Dollar breaks all records; hits all-time high of Rs193

Author: News Desk

Rupee continues to lose steam, as on Friday it fell by nearly Re1 against the US dollar in the interbank market on the back of uncertainty over resumption of the IMF loan programme and shrinking foreign exchange reserves.

The rupee was trading at Rs193 during the intraday; however, at close the current settled at Rs192.53 with a loss of Rs0.76 or 0.4%. The slide of the local unit was weighed down by a surging trade deficit, dwindling foreign exchange reserves – that dropped to their lowest level since December 2019 – and a delay in the release of the IMF tranche. Talking to a local news channel, Exchange Companies Association of Pakistan (ECAP) Chairman Malik Bostan said the widening trade deficit and political uncertainty were adding pressure on the dwindling rupee.

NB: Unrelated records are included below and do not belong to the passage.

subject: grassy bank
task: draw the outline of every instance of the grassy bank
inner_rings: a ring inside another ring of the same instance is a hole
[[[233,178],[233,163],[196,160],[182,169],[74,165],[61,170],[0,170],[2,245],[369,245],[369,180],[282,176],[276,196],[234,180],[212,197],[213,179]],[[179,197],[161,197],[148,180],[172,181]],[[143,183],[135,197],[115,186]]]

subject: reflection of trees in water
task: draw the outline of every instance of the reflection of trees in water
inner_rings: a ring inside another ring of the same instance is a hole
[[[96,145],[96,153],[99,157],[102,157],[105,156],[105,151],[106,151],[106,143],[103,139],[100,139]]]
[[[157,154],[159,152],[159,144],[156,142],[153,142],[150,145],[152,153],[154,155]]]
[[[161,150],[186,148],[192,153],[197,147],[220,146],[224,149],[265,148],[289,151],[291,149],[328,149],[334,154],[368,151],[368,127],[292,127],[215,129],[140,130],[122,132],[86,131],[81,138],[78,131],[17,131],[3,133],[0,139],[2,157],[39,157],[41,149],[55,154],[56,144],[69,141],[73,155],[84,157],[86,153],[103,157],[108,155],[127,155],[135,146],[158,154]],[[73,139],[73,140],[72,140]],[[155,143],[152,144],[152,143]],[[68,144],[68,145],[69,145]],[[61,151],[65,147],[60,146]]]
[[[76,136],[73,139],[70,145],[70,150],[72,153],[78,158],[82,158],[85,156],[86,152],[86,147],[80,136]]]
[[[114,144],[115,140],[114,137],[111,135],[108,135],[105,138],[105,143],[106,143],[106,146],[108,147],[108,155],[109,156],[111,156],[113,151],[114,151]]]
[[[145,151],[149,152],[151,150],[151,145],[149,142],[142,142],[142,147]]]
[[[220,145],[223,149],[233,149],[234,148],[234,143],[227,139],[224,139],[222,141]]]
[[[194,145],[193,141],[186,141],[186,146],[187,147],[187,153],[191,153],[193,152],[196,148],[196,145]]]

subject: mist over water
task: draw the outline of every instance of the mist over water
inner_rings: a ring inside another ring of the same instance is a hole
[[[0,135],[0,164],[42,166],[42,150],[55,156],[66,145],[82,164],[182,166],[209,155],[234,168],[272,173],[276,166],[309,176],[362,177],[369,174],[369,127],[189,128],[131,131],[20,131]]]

“When the new government took charge, the rupee recovered to Rs181 from a record high-level of Rs189; however, after ousted prime minister Imran Khan announced to hold a long march, the rupee once again broke all records,” he said, says a news report.

Political unrest owing to PTI’s protest campaign against the government is eclipsing the new economic team’s focus on economic firefighting.

Former prime minister Imran Khan has announced to march with millions of his supporters towards Islamabad after May 20 to demand new elections to add to the troubles of the economically-challenged PML-N-led regime. Bostan maintained that if the political crisis prolongs, the “situation will get out of hand”.

Regarding IMF, the analyst added that talks with the Fund were very important and the government needs to take some tough decisions to revive the stalled programme.

The market is also eyeing the outcome of Prime Minister Shehbaz Sharif and top PML-N leaders’ meeting with the party supremo Nawaz Sharif in London for any clues on when the new government would withdraw energy subsidies to restart IMF loan negotiations on May 18, and whether it will agree to announce fresh elections or not.

“The State Bank of Pakistan [SBP] also needs to take action to control the free fall of the Pakistani rupee,” he said, adding that the rupee rate cannot be determined by the demand and supply regime.

He also maintained that the rupee-dollar parity would also improve if Imran Khan decided to take back his long march call. “The new government should focus on fixing the economic situation rather than being involved in political debates with the former PTI-led government,” he said.

The analyst predicted that the dollar value would move up to the 195-mark; however, its value will decline significantly later.

Taking to his Twitter, PTI chairman and former prime minister Imran Khan highlighted that the rupee was at an all-time low of Rs193 [per dollar] (from Rs178 per dollar on March 8); interest rates at 15% highest since 1998; stock market down 3,000 points or 6.4%; stock market lost Rs604 billion capitalisation; inflation 13.4% – highest since January 2020. “Reflects lowest ever confidence in imported government,” he wrote.

“The market [is] awaiting policy [and] action, which [the] imported government has failed to provide. Both myself [and] Shaukat Tareen had warned the “neutrals” that if conspiracy succeeded our fragile economic recovery would go into a tailspin. That is what has now happened,” he added.

Meanwhile, former information minister Fawad Chaudhry criticised the new government for ignoring the economic crisis. “While the so-called government leaders are sitting in London, the US dollar has surpassed 193 […] this drama should end and the government should announce elections,” he wrote.

Exchange Companies Association of Pakistan General Secretary Zafar Paracha has painted a bleak outlook in case the value of the dollar continues to increase and called for imposing an “economic emergency”.

He said the dollar had been reaching a new high every day, noting that it was being traded at approximately Rs193 in the interbank market today, for nearly Rs195 in the open market and around Rs200 in the “grey market”.

“We call [on authorities] every day on the media to manage this country but we don’t see any government,” he said and warned that a persistent increase in the value of the dollar would lead to a “storm of inflation” of “unimaginable” intensity.

Giving the example of Sri Lanka, the island nation that has been facing a severe economic crisis, he said it was “very small a trailer” and the situation in Pakistan could be worse. “There (Sri Lanka) the population is only 25 million and here, we have a population of 250m, with people having weapons in abundance.”